HSBC will eliminate as many as 14,000 more jobs as Chief Executive Officer Stuart Gulliver set out plans to cut an additional $3 billion of costs as he tries to revive profitability.

The bank expects to reduce the number of employees to as few as 240,000 over the next three years, Gulliver told reporters on a conference call today as he updated investors on his strategy for the London-based lender. HSBC had already announced plans to reduce headcount to about 254,000.

Gulliver, 54, is focusing on reducing costs, selling assets and expanding in faster-growing markets as he struggles to boost revenue that's been crimped by the sovereign debt crisis in Europe. He's already eliminated more than $4 billion of annual expenses, beating his initial target, and cut 46,000 jobs since he took over in 2011.

"You're getting cost cuts as a means of sustaining performance and that's not a great sign," said Simon Maughan, an analyst at Olivetree Securities Ltd. in London. "What HSBC is showing you is that there is very little growth in the banking industry for years to come."

The shares were little changed at 746.9 pence at 10:42 a.m. in London. HSBC has gained 15 percent this year in London trading.

While HSBC has met its original cost savings target, it hasn't met its goal to reduce costs as a percentage of revenue because income hasn't grown, Gulliver said today.

"After we set the target the euro-zone crisis started," he said. The failure to meet the target "comes from the revenue side, rather than the cost side," he added.

The bank will seek to reduce costs to about 55 percent of revenue in 2014-2016, HSBC said. That compares with a target of 48 percent to 52 percent for the previous three-year period. It plans to eliminate $2 billion to $3 billion of costs.

The additional job cuts will be global and not focused on any particular area of the business, Gulliver said today.

From next year HSBC, which had a common equity Tier 1 ratio of 10.1 percent in the first quarter, will seek to keep that gauge at more than 10 percent under new capital rules set by the Basel Committee on Banking Supervision. That compares with a target of 9.5 percent to 10.5 percent previously.

HSBC is keeping its goal of return on equity, a measure of profitability, at 12 percent to 15 percent. It was 8.4 percent in 2012. The bank's so-called core units already achieve return on equity within the target, Gulliver said.

The bank will grow in "commercial banking in Asia Pacific and Latin America, in particular, and into retail banking and wealth management which will be in the U.K. and Hong Kong predominantly," Gulliver said.

The bank's financial strength will allow it to invest and increase dividends, Gulliver said. HSBC on March 4 increased its 2012 dividend by 10 percent from 2011 to 45 cents a share. The payout ratio will remain at 40 percent to 60 percent for the next three-year period, the bank said today.

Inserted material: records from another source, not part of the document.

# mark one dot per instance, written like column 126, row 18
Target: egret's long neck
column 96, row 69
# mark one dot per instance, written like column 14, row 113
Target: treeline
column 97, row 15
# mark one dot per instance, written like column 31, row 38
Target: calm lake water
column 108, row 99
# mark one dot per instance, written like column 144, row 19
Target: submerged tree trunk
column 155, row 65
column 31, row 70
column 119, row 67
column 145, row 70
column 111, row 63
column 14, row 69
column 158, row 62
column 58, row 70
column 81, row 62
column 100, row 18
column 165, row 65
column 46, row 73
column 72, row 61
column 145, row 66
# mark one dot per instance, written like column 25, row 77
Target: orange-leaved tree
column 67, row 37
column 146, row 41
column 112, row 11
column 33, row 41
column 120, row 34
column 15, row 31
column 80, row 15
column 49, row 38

The bank also said it may buy back shares by 2016, neutralizing the dilutive effect of its scrip dividend, whereby new shares are created and given to shareholders usually in place of a payout.

An end to the scrip dividend would add 1 percent to earnings per share, wrote Jason Napier, an analyst at Deutsche Bank AG in a note to investors today. He recommends investors buy the shares.

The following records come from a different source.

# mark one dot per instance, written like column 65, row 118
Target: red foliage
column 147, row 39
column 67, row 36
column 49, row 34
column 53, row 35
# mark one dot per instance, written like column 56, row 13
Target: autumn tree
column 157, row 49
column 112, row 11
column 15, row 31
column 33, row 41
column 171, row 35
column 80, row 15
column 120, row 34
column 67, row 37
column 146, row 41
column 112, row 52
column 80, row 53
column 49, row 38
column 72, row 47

"The group clearly has too much capital generation for its growth opportunities," Napier wrote.

Asset sales have also helped the bank boost capital as regulators seek to shield taxpayers from the cost of rescuing banks in the future.

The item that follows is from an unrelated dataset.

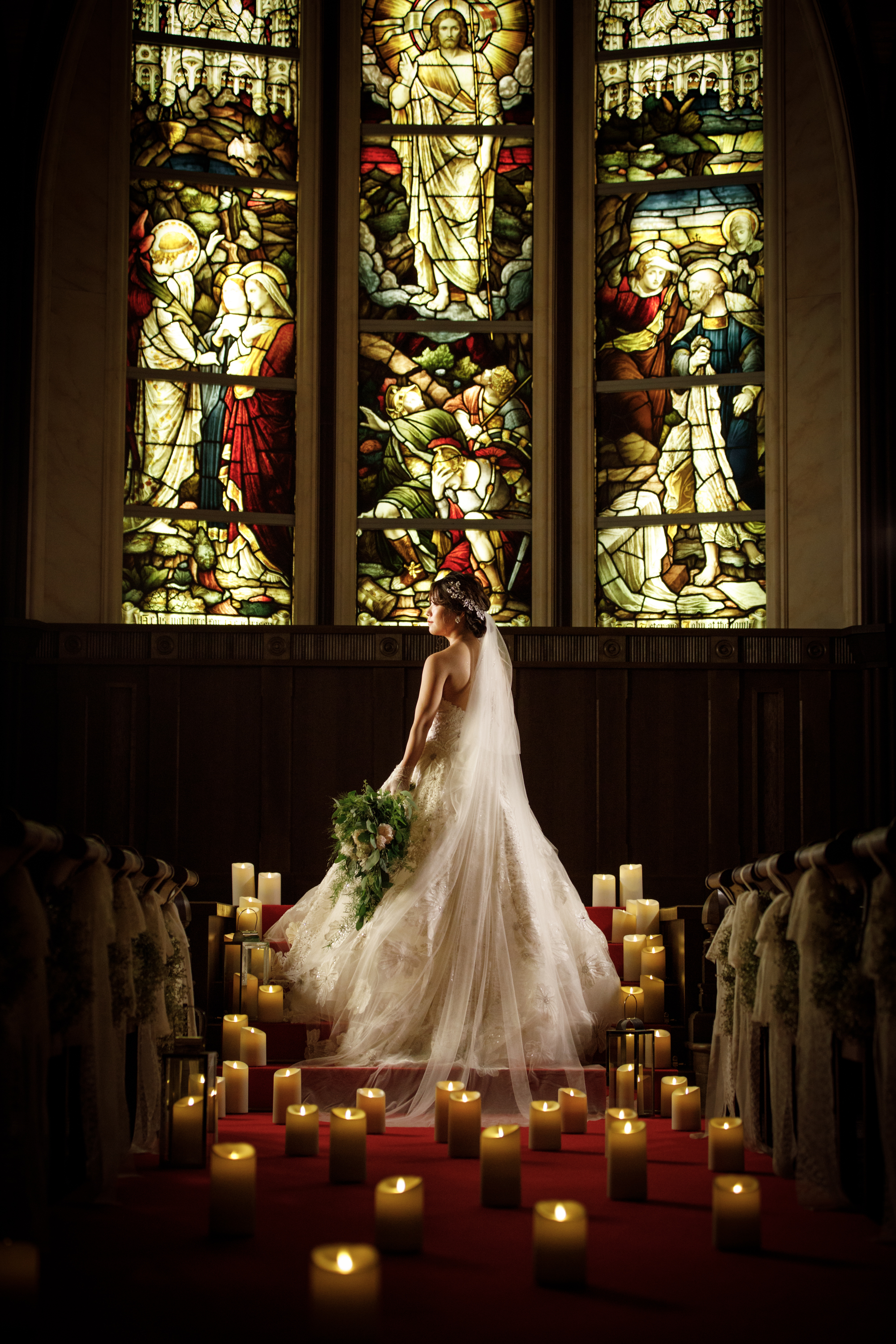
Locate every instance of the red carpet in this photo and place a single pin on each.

HSBC sold its stake in Shenzhen, China-based Ping An Insurance (Group) Co. for about $9.4 billion in February and the same month said it would sell its Panama unit for $2.1 billion. It completed the sale of its U.S. credit card unit to Capital One Financial Corp. for a premium of $2.5 billion last May, the same month it agreed to sell four units in Latin America for about $400 million to Colombia's Banco GNB Sudameris SA.